4.5.3. Decoder 3 × 3 Convolution vs. Multi-Dilation Block
We compared the results of applying the conventional 3 × 3 convolution after up-sampling in the decoder block (the stacked hourglass network) with those of replacing it with the multi-dilation block.
Table 6 and
Table 7 reveal that the PCKh@0.5 for the MPII dataset decreased by 1.6% and 0.2% for the small and large models, respectively. The precision at AP50 decreased by 2.0% and 1.3%, respectively, for the COCO dataset.
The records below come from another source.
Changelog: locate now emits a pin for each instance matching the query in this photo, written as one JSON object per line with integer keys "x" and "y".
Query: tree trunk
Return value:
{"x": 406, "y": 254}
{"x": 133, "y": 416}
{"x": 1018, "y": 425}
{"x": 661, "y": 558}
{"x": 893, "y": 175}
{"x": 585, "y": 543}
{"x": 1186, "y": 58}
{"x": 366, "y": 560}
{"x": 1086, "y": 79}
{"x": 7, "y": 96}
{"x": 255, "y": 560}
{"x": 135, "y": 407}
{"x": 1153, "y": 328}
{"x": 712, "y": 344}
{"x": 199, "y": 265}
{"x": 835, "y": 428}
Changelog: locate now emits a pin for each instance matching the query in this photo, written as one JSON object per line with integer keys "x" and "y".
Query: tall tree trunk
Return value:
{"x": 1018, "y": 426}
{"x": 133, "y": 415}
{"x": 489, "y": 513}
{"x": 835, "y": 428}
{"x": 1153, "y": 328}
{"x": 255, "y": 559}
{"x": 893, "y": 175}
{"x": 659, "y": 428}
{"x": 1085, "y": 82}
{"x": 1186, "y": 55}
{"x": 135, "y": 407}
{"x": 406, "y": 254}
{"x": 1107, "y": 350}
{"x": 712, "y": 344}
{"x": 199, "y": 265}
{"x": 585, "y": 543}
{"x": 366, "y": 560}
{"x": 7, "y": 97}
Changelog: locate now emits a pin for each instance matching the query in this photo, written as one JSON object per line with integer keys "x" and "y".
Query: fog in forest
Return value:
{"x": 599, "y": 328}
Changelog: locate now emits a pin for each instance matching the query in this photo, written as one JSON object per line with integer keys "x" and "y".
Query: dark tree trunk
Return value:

However, the difference in the parameters and FLOPs demonstrates a reduction in computation while minimizing the performance decline.
5. Conclusions
This study introduced a lightweight network suitable for HPE. The soft-gated skip connection network, a model with SOTA in HPE, demonstrated high performance by weighting important channels, but it still had high FLOPs compared to other lightweight models. We proposed a lightweight pose estimation model based on the sequentially stacked structure of the hourglass network to address this issue. Particularly, a shuffle-gated block was introduced to reduce the computational load and number of parameters during the feature extraction of the encoder of each hourglass network. Additionally, a multi-dilation block was used in the decoder to secure the receptive fields of various scales without increasing the computational load. The results of using two datasets (i.e., MPII and COCO) demonstrated that the proposed model achieved an improved balance between computational efficiency and performance compared to existing models in HPE.
Our future research will focus on simplifying complex structures, such as the shuffle-gated and multi-dilation blocks, to enhance model efficiency and improve performance. Furthermore, collecting and using additional pose estimation datasets will accurately measure the model’s generalizability, enabling its effectiveness in diverse environments and conditions.
Additionally, we deployed SMS-Net on mobile devices, which demonstrated satisfactory performance. However, comprehensive optimization has not yet been performed. Future studies will involve refining the model for better efficiency on these devices, including conducting hardware benchmarks to evaluate its performance under real-world conditions. These research directions are expected to improve the model’s usefulness across various fields by equipping it with better performance and generalization capabilities.